As Predicted Europeans Unable to Meet Paris Climate Terms

I opposed American adoption of the Paris climate agreement from the moment it was introduced. The United States already led the way in energy innovation, using all the resources we possess to produce cleaner, cheaper energy. The Paris agreement imposed steep, unrealistic cuts to American emissions while letting big polluters like China continue to pump out greenhouse gases. Submitting to the agreement sacrificed our ability to act in the United States’ best interests with nothing to be gained in return.

So I applauded President Trump’s decision to withdraw from the agreement last June. Two recent newspaper stories provide more evidence of the pact’s flaws and that withdrawal was best for our country.

The Washington Post lamented the failure of many countries to meet the goals of the agreement (saw that one coming – the agreement was unrealistic from the beginning).

In the case of Germany, greenhouse gas emissions rose in 2015 and 2016, even as it pledged to cut them by 40 percent below their 1990 levels before 2020. The European Union as a whole, according to their own environmental agency, looks unlikely to hit their target of a 40 percent cut below 1990 levels by 2030 (again, this was foreseeable).

On the one hand, these countries cannot achieve goals that were not realistic in the first place. On the other hand, the accord only requires China to start reducing its emissions by 2030, letting it increase them until then.

The terms of the Paris accord were more likely to suppress U.S. economic growth than limit world greenhouse gas emissions.

Is there a double standard in how some countries panned our exit from Paris while falling short in their own commitments to it? If there is, I won’t complain, because as a Washington Times story on February 21 noted:

“As France, Germany and Italy chastised President Trump for rejecting the Paris climate accord in June and mocked the U.S. for turning its back on the environment, their nations were busy importing record amounts of American coal.”

The numbers provided in the report are striking. In 2017 the United States exported 13 million more short tons of coal to Europe through September than it had in the year 2016.

Looking at individual countries over that time through September 2017 as compared to the previous year, France doubled its imports of American coal and Germany and Italy each increased their imports by nearly a million short tons.

These countries aren’t the only ones importing more of our coal. Asia has also proven to be a growing customer, and our total exports were up by 95 million short tons last year as compared to the previous year.

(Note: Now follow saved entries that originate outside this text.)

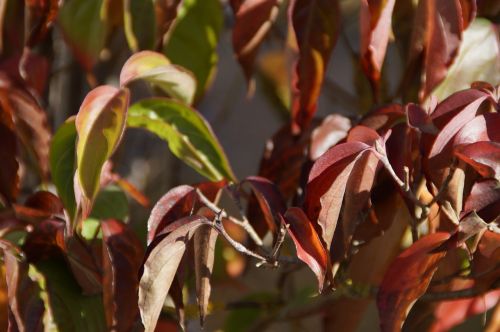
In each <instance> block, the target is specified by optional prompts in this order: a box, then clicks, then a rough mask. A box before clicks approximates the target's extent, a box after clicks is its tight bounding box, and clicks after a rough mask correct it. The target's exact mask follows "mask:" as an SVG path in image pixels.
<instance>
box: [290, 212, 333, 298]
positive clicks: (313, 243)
mask: <svg viewBox="0 0 500 332" xmlns="http://www.w3.org/2000/svg"><path fill="white" fill-rule="evenodd" d="M284 222H286V224H287V225H288V234H290V236H291V238H292V240H293V242H294V243H295V247H296V248H297V256H298V257H299V259H300V260H302V261H303V262H304V263H306V264H307V265H308V266H309V268H310V269H311V270H312V271H313V272H314V274H315V275H316V278H318V286H319V289H320V291H321V290H322V289H323V286H324V283H325V277H326V275H327V273H329V272H328V269H329V263H328V252H327V251H326V249H325V247H324V246H323V244H322V243H321V240H320V238H319V236H318V233H316V230H315V229H314V226H313V224H312V222H311V221H310V220H309V219H308V218H307V216H306V214H305V213H304V211H302V210H301V209H299V208H296V207H292V208H289V209H288V211H287V212H286V213H285V216H284Z"/></svg>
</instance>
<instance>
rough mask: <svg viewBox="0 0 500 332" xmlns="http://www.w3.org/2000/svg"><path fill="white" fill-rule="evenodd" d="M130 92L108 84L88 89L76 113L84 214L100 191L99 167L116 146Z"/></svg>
mask: <svg viewBox="0 0 500 332" xmlns="http://www.w3.org/2000/svg"><path fill="white" fill-rule="evenodd" d="M128 99H129V92H128V90H118V89H116V88H113V87H111V86H100V87H97V88H95V89H94V90H92V91H90V92H89V93H88V94H87V96H86V97H85V100H84V101H83V103H82V106H81V107H80V110H79V111H78V115H77V116H76V122H75V123H76V130H77V132H78V143H77V147H76V157H77V177H78V184H79V186H80V188H81V190H82V194H83V196H84V197H85V200H83V201H82V202H81V203H82V204H83V209H84V218H85V217H86V216H87V215H88V213H89V212H90V209H91V207H92V202H93V200H94V199H95V197H96V195H97V192H98V191H99V182H100V177H101V170H102V167H103V165H104V163H105V162H106V160H107V159H109V157H111V155H112V154H113V152H114V150H115V149H116V147H117V146H118V144H119V142H120V139H121V136H122V134H123V131H124V129H125V121H126V116H127V106H128Z"/></svg>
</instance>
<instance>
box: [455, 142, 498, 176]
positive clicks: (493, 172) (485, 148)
mask: <svg viewBox="0 0 500 332" xmlns="http://www.w3.org/2000/svg"><path fill="white" fill-rule="evenodd" d="M455 155H456V156H457V157H458V158H460V159H462V160H463V161H465V162H466V163H467V164H469V165H471V166H472V167H473V168H474V169H475V170H476V171H477V172H478V173H479V174H481V176H483V177H485V178H495V179H497V180H500V144H499V143H493V142H477V143H473V144H468V145H466V146H460V147H458V148H457V149H455Z"/></svg>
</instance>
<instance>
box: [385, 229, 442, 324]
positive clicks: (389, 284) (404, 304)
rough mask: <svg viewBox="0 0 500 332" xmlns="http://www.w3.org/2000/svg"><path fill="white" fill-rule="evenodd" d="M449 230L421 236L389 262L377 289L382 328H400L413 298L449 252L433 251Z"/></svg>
mask: <svg viewBox="0 0 500 332" xmlns="http://www.w3.org/2000/svg"><path fill="white" fill-rule="evenodd" d="M449 237H450V234H448V233H434V234H430V235H427V236H425V237H422V238H421V239H420V240H418V241H417V242H415V243H414V244H413V245H412V246H410V247H409V248H408V249H406V250H405V251H403V252H402V253H401V254H400V255H399V256H398V257H396V259H395V260H394V261H393V262H392V264H391V265H390V266H389V268H388V270H387V272H386V273H385V276H384V279H383V281H382V284H381V285H380V288H379V291H378V293H377V307H378V310H379V317H380V328H381V329H382V331H384V332H385V331H399V330H400V329H401V327H402V325H403V322H404V320H405V318H406V314H407V312H408V311H409V309H410V308H411V307H412V305H413V304H414V302H415V301H416V300H418V299H419V298H420V297H421V296H422V295H423V294H424V293H425V292H426V290H427V287H428V286H429V283H430V281H431V279H432V276H433V275H434V272H436V269H437V266H438V263H439V261H440V260H441V259H442V258H443V257H444V256H445V255H446V252H443V251H441V252H434V253H433V252H432V251H433V250H434V249H436V248H438V247H439V246H440V245H441V244H442V243H444V242H445V241H446V240H447V239H448V238H449Z"/></svg>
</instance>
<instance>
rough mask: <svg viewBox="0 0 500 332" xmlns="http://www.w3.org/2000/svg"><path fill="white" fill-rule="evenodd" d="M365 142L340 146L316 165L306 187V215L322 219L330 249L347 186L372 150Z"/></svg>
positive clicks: (321, 159)
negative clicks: (358, 164)
mask: <svg viewBox="0 0 500 332" xmlns="http://www.w3.org/2000/svg"><path fill="white" fill-rule="evenodd" d="M369 148H370V147H369V145H367V144H365V143H361V142H348V143H342V144H339V145H336V146H335V147H333V148H332V149H330V150H328V151H327V152H326V153H325V154H324V155H323V156H321V157H320V158H319V159H318V160H316V162H315V163H314V165H313V167H312V168H311V171H310V173H309V180H308V182H307V187H306V212H307V215H308V217H309V218H311V219H312V220H316V219H317V220H318V224H319V225H320V226H321V229H322V237H323V240H324V241H325V244H326V247H327V249H330V246H331V244H332V239H333V233H334V231H335V228H336V226H337V220H338V217H339V214H340V208H341V206H342V201H343V199H344V193H345V189H346V184H347V181H348V179H349V176H350V173H351V171H352V169H353V167H354V164H355V162H356V160H357V159H358V158H359V156H361V153H362V152H364V151H366V150H367V149H369Z"/></svg>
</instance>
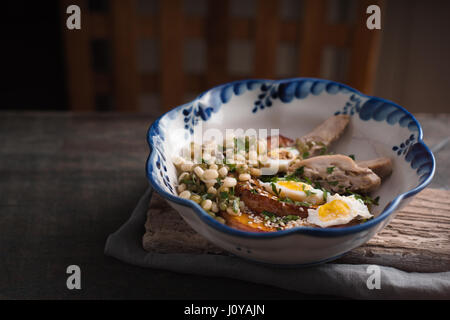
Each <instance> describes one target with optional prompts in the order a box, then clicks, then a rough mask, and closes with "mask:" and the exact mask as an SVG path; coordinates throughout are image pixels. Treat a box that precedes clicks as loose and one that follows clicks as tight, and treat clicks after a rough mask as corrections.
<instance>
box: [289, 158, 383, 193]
mask: <svg viewBox="0 0 450 320" xmlns="http://www.w3.org/2000/svg"><path fill="white" fill-rule="evenodd" d="M301 167H303V169H300V170H301V171H303V173H302V176H303V177H306V178H309V179H310V180H311V181H313V182H318V183H319V184H320V185H321V186H322V187H324V188H325V189H326V190H330V191H333V192H338V193H339V192H340V193H342V192H345V191H347V190H349V191H353V192H358V193H369V192H371V191H374V190H375V189H377V188H378V187H379V186H380V183H381V179H380V177H379V176H377V175H376V174H375V173H374V172H373V171H372V170H370V169H369V168H367V167H361V166H359V165H357V164H356V162H355V161H353V160H352V158H350V157H347V156H344V155H340V154H336V155H326V156H317V157H312V158H308V159H305V160H295V161H294V162H293V163H292V164H291V165H290V166H289V169H288V173H293V172H295V171H296V170H297V169H299V168H301Z"/></svg>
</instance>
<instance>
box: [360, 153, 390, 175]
mask: <svg viewBox="0 0 450 320" xmlns="http://www.w3.org/2000/svg"><path fill="white" fill-rule="evenodd" d="M356 164H357V165H358V166H360V167H364V168H369V169H370V170H372V171H373V172H375V173H376V175H377V176H379V177H380V178H381V179H384V178H386V177H388V176H389V175H390V174H391V173H392V161H391V159H389V158H377V159H372V160H366V161H357V162H356Z"/></svg>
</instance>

Paris or no Paris, I’m glad these countries have decided to buy more coal mined in the United States. I hope they recognize that our country has plenty to contribute without participating in the agreement. The “energy renaissance,” as Energy Secretary Rick Perry called it in a Subcommittee on Energy hearing last fall, can mean reliable power to benefit not just our own country but others as well.

Further, buying energy from us likely means buying less energy from unfriendly powers such as Russia. Strong American energy exports diminish the influence of antagonists to our own country and to the West.

Free from international bureaucrats and arbitrary regulations, the United States can power the world. Free to develop resources as we best see fit, Americans can strive for energy that is cheaper, more reliable, and yes, greener.

Greener, because the world is not going to stop using coal, whether it be American, Australian, or Indian coal. Hopefully, we can reach a bipartisan agreement to find ways to burn coal more cleanly instead of trying to destroy the American coal industry.